Plus largement, cette inclusion de la liberté de négociation collective au cours de l’affermissement historique de la liberté syndicale s’observe dans l’ensemble des pays occidentaux industrialisés, d’une façon substantiellement concomitante[23]. La liberté générale de négociation collective n’est pas alors nécessairement subordonnée à la présence d’une structure légale de négociation collective particulière, comme l’illustre notamment le régime classique de relations collectives de travail qui a eu cours en Angleterre jusqu’en 1971[24].

De façon contemporaine, la liberté de négociation collective se manifeste dans certains contextes nationaux en l’absence de tout droit légal à la négociation collective[25]. Il en est de même, selon le droit supranational de l’Union européenne, des accords interprofessionnels et sectoriels européens, fruits du dialogue social et de l’autonomie normative des partenaires sociaux au niveau communautaire, ainsi que de la négociation collective pouvant avoir cours au sein du comité d’entreprise européen[26]. Ainsi, « [l]es partenaires sociaux sont aujourd’hui devenus des organes à part entière de la politique sociale communautaire, mais ceci dans un contexte de vide législatif communautaire[27] ».

D’une façon universelle, l’« idéal », pourrions-nous dire, ou la position privilégiée de l’Organisation internationale du travail (OIT) est la négociation libre et volontaire des partenaires sociaux, selon des modes qu’ils déterminent eux-mêmes, en pleine autonomie.

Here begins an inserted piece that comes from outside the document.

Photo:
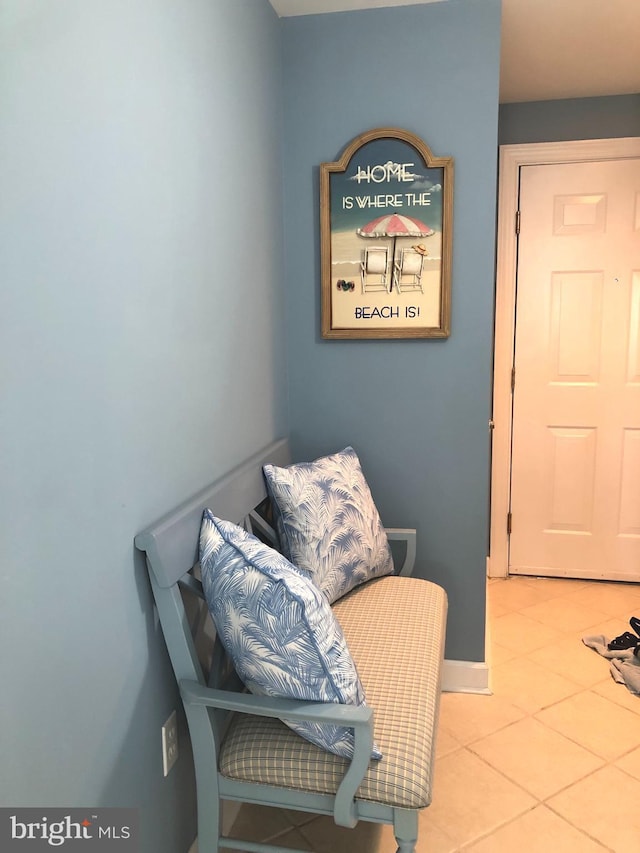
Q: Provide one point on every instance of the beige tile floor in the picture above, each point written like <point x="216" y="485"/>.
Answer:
<point x="549" y="763"/>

Elle procède de la liberté syndicale, dont le principe lie les États membres de l’organisme, dont le Canada, en plus de leurs engagements conventionnels en la matière. L’État doit, selon des mesures appropriées aux conditions nationales, « encourager et promouvoir le développement et l’utilisation les plus larges de procédures de négociation volontaire de conventions collectives entre les employeurs et les organisations d’employeurs d’une part, et les organisations de travailleurs d’autre part, en vue de régler par ce moyen les conditions d’emploi », comme l’énonce l’une des deux conventions de base en matière de liberté syndicale[28]. Une autre convention, consacrée exclusivement à la négociation collective, définit ainsi, de manière fort souple, son objectif : « toutes les négociations qui ont lieu entre un employeur, un groupe d’employeurs ou une ou plusieurs organisations d’employeurs, d’une part, et une ou plusieurs organisations de travailleurs, d’autre part en vue de [notamment] [f]ixer les conditions de travail et d’emploi, et/ou […] [r]égler les relations entre les employeurs et les travailleurs ». Elle réitère la précédente obligation d’encourager cette négociation[29]. Des instances compétentes de l’OIT, soit la Commission d’experts pour l’application des conventions et recommandations[30] et le Comité de la liberté syndicale[31], font leur ce principe général de départ d’une négociation libre et volontaire entre les partenaires sociaux. Ces derniers doivent jouir « de la plus grande autonomie possible » selon le Comité d’experts :

Quel que soit le type de système retenu [de la part de l’État], il devrait avoir pour but premier d’encourager par tous les moyens possibles la négociation collective libre et volontaire entre les parties, en leur laissant la plus grande autonomie possible, mais tout en établissant un cadre législatif et un appareil administratif auquel elles peuvent recourir, sous une forme volontaire et d’un commun accord, pour faciliter la conclusion d’une convention collective[32].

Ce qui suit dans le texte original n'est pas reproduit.